Block unauthorized applications on Mac by executing custom scripts


An embargo on selective applications is quite common in enterprises. The usage of such applications poses a threat to productivity and security, therefore arises the need for restriction.

Endpoint Central offers several configurations to help you safeguard the Mac machines in your network. This document provides you with steps on preventing the usage of prohibited applications by executing custom script configuration.


  1. Download dcblockexe executable.
  2. Prepare a list of all the applications that you want to block and save this text file under the name dcblockexe.txt.
  3. To add/remove applications from the list, follow the steps given below :
    • Modify the text file, dcblockexe.txt accordingly.
    • Click Configurations tab and under Action column, choose to modify the corresponding configuration.
    • Upload the modified text file as a dependency file.
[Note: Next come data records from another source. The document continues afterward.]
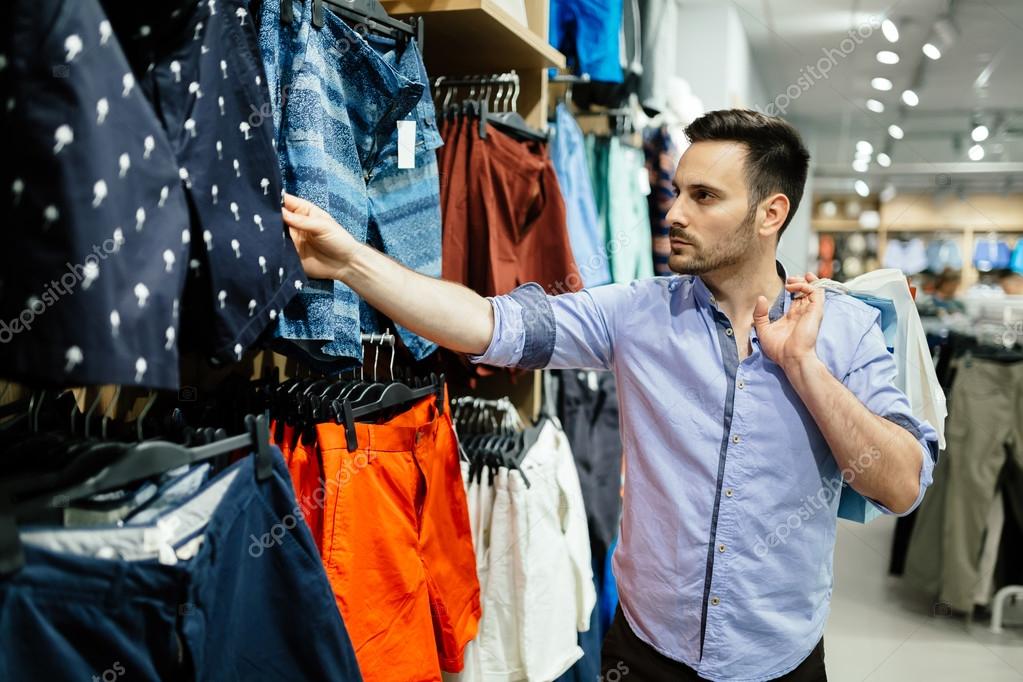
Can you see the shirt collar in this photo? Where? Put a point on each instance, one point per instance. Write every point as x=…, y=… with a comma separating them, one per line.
x=704, y=297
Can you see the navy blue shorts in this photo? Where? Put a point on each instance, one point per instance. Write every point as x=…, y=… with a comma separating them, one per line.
x=225, y=584
x=133, y=165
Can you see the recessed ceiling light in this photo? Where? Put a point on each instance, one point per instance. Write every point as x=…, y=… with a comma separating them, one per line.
x=890, y=30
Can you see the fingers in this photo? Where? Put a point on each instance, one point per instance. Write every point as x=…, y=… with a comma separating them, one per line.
x=799, y=288
x=297, y=205
x=304, y=223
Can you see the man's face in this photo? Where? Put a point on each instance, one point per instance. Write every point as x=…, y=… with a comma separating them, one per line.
x=711, y=225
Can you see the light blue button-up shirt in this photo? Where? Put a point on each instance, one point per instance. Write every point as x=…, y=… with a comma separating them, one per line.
x=724, y=559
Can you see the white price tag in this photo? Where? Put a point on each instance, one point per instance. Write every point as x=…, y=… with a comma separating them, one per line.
x=406, y=144
x=642, y=181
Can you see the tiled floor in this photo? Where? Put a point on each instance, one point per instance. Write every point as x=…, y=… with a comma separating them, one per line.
x=881, y=632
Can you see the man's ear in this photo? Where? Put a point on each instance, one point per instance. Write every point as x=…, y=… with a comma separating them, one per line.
x=775, y=211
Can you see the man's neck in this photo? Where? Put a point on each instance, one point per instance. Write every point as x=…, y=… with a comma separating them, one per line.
x=736, y=288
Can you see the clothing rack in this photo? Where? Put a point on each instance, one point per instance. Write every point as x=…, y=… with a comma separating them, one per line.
x=369, y=13
x=501, y=101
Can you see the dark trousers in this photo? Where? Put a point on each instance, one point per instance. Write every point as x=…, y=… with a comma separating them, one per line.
x=625, y=656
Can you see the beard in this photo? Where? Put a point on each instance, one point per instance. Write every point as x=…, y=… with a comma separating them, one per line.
x=698, y=259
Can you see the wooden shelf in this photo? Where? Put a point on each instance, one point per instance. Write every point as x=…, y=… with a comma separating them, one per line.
x=837, y=225
x=476, y=37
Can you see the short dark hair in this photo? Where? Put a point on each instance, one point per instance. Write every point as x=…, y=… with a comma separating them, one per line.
x=776, y=160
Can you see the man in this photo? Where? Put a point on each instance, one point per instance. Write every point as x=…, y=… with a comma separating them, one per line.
x=744, y=399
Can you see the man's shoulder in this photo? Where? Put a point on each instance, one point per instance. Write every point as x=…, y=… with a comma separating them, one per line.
x=640, y=293
x=845, y=312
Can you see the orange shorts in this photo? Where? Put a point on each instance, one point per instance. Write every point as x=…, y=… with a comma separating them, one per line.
x=397, y=544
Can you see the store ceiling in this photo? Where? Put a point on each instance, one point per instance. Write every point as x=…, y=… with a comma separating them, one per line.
x=979, y=74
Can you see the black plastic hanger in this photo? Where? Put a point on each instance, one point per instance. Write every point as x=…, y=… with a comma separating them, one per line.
x=394, y=395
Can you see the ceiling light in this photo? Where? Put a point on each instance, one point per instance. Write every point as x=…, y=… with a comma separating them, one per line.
x=945, y=32
x=890, y=30
x=870, y=220
x=932, y=51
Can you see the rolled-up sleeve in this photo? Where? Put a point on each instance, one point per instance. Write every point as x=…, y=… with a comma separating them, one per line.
x=535, y=330
x=872, y=379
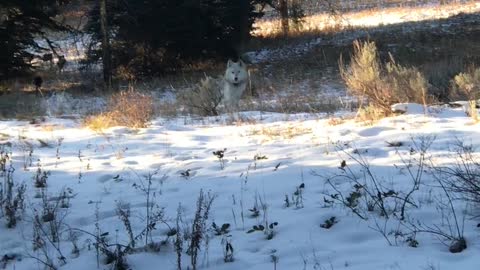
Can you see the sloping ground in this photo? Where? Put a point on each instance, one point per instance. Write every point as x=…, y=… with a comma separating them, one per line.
x=99, y=170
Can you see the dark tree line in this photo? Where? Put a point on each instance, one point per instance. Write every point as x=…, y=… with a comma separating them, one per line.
x=22, y=24
x=147, y=37
x=132, y=37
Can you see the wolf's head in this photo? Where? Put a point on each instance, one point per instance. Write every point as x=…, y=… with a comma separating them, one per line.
x=236, y=72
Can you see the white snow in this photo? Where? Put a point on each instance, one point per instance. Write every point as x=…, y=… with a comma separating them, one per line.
x=102, y=167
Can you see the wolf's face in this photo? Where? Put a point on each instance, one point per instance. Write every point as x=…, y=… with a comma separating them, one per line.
x=236, y=72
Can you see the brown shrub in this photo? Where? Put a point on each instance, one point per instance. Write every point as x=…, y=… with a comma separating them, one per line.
x=381, y=84
x=127, y=108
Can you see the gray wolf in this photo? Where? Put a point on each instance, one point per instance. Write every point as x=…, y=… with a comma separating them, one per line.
x=235, y=83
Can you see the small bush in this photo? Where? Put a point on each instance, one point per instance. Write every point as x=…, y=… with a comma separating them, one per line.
x=205, y=97
x=127, y=108
x=467, y=86
x=382, y=84
x=406, y=84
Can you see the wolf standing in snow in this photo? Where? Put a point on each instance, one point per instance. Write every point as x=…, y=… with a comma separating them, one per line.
x=235, y=83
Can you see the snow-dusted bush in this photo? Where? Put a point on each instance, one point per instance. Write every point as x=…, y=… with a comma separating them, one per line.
x=467, y=86
x=381, y=84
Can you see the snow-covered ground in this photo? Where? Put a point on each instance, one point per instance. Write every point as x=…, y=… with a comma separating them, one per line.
x=99, y=170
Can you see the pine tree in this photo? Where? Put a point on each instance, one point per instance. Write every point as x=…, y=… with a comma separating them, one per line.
x=21, y=24
x=153, y=36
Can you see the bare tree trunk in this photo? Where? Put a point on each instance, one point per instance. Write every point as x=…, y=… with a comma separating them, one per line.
x=106, y=54
x=283, y=9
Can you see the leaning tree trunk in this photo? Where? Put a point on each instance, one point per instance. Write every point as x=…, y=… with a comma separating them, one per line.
x=283, y=9
x=106, y=54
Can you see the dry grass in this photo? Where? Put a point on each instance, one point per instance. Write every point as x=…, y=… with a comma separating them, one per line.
x=467, y=85
x=325, y=22
x=127, y=108
x=382, y=84
x=370, y=115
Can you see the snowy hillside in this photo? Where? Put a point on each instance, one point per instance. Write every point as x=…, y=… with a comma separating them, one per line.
x=285, y=174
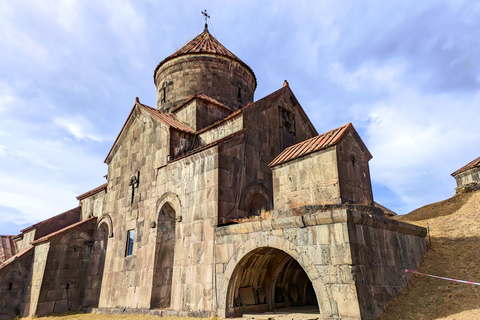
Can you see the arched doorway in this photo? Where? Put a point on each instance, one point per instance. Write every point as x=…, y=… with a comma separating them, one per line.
x=97, y=265
x=255, y=199
x=268, y=279
x=163, y=263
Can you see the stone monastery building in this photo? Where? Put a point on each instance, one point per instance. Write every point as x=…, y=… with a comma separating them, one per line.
x=216, y=204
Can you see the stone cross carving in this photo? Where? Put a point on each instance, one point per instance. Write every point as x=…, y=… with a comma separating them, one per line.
x=134, y=184
x=205, y=14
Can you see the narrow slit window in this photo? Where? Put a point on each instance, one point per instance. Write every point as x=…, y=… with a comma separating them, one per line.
x=130, y=237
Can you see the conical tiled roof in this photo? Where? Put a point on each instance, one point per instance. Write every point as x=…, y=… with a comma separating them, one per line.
x=203, y=43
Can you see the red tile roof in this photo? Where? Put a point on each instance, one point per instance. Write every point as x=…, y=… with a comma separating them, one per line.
x=53, y=234
x=93, y=191
x=13, y=258
x=165, y=118
x=204, y=43
x=474, y=164
x=202, y=97
x=317, y=143
x=207, y=146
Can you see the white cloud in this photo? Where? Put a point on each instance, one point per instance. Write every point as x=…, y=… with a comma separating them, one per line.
x=79, y=127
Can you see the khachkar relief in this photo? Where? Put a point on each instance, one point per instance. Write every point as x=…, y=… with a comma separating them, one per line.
x=134, y=180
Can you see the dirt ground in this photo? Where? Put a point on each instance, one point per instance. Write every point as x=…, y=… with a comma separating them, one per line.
x=454, y=253
x=95, y=316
  1. Navigate to Configurations > Script Repository.
  2. Under Templates, add script to the repository.
  3. Navigate to Configurations > Mac > Custom Script.
  4. Ensure that the additional files are added as dependency files.
  5. If you want the usage of prohibited applications to be blocked round the clock, the frequency should be set as 'During Every Startup' while deploying the configuration. While executing this as a startup script, the applications will be blocked from subsequent startup.
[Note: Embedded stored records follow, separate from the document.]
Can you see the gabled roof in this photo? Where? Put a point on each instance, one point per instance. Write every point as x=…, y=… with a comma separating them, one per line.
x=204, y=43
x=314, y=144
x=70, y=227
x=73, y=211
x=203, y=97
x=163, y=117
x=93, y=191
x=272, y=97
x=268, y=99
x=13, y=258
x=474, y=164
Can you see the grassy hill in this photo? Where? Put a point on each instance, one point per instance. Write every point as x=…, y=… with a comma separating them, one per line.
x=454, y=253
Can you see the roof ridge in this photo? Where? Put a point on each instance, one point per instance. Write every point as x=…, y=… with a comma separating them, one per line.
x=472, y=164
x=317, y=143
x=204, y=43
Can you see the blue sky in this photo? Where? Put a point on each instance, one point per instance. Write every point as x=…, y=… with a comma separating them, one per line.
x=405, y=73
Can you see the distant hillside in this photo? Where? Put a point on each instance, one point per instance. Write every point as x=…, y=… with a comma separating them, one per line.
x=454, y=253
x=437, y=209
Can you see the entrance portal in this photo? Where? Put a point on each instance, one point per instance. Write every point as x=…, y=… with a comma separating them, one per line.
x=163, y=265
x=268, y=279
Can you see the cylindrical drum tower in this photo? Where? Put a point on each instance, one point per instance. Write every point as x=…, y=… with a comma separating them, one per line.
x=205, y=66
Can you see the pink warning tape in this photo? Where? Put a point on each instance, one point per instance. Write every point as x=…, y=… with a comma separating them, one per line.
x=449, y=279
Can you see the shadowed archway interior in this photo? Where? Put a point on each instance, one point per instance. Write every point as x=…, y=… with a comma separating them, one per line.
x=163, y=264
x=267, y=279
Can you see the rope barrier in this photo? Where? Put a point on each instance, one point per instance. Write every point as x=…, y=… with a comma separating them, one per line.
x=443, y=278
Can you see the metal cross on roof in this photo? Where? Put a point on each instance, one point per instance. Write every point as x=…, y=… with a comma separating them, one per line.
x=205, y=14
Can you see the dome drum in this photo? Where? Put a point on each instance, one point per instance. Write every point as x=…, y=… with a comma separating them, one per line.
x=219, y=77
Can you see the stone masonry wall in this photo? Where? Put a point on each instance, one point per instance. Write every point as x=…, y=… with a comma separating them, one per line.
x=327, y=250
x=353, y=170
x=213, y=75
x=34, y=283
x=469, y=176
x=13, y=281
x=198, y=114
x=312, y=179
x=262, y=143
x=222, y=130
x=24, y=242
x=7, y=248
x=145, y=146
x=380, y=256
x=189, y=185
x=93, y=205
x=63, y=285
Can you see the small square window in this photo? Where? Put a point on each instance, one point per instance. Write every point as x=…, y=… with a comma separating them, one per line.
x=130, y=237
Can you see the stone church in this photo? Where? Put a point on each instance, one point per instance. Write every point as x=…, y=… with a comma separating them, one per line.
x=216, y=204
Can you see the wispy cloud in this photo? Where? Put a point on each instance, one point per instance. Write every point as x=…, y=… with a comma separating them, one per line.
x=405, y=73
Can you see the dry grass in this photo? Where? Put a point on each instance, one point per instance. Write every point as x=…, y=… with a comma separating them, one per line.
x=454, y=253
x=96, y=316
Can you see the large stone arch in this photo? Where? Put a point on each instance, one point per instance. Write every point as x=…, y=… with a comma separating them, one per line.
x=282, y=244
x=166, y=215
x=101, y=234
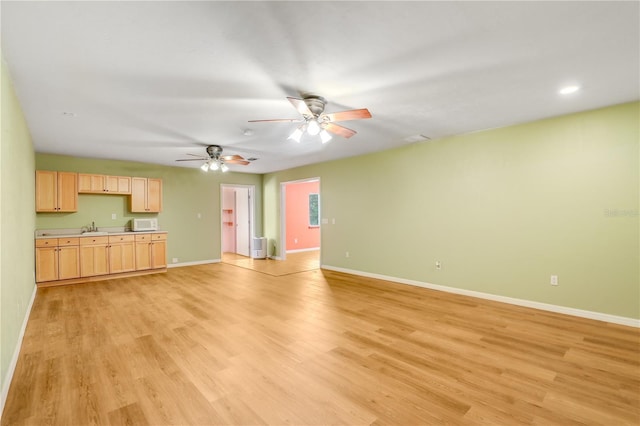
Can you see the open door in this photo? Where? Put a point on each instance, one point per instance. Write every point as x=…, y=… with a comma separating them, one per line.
x=243, y=222
x=237, y=219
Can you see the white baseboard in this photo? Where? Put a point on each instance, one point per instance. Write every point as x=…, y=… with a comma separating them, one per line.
x=301, y=250
x=16, y=353
x=197, y=262
x=631, y=322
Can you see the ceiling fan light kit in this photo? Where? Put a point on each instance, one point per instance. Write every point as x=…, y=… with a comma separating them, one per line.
x=217, y=161
x=317, y=122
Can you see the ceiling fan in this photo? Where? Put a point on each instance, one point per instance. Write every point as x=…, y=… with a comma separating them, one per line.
x=316, y=121
x=215, y=160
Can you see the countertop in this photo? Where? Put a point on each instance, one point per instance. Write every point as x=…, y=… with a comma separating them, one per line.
x=42, y=234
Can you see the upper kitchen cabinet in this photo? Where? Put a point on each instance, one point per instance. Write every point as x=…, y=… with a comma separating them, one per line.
x=56, y=191
x=101, y=184
x=146, y=195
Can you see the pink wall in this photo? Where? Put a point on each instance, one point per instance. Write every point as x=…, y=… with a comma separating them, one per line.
x=299, y=235
x=228, y=232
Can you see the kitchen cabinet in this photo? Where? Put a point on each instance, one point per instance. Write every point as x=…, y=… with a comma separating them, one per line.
x=94, y=256
x=146, y=195
x=71, y=260
x=57, y=259
x=56, y=191
x=121, y=254
x=101, y=184
x=151, y=251
x=118, y=184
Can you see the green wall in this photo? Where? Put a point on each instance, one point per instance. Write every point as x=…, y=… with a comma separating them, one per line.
x=186, y=192
x=502, y=209
x=17, y=223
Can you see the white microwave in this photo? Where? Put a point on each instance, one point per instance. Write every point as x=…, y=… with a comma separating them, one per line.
x=138, y=225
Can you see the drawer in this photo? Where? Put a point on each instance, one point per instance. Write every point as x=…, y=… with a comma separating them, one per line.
x=46, y=242
x=85, y=241
x=73, y=241
x=121, y=238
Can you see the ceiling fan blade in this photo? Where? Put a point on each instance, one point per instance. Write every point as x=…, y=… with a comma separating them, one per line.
x=339, y=130
x=232, y=157
x=301, y=106
x=284, y=120
x=354, y=114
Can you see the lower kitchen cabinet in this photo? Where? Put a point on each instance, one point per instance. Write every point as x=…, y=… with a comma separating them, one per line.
x=151, y=251
x=122, y=255
x=73, y=260
x=94, y=256
x=57, y=259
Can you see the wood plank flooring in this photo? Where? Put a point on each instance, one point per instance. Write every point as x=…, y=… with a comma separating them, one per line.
x=218, y=344
x=294, y=263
Block unauthorized applications

Note :
  1. Application name can be filled using any one of the below suggested convention: -
    • Application name : Provide the file name devoid of its extension.
    • bundleIdentifier : By providing bundle identifier, you can block an application even when the file name is renamed. Bundle ID uniquely identifies an application in mac machines. Duplication of applications can be overlooked as no two applications can have the same bundle ID. To acquire an application's bundle ID, right click on the application --> Show Package Contents --> Contents --> info.plist --> copy the key value mapped to CFBundleIdentifier.
  2. The application names are case-sensitive and multiple entries should be comma separated values.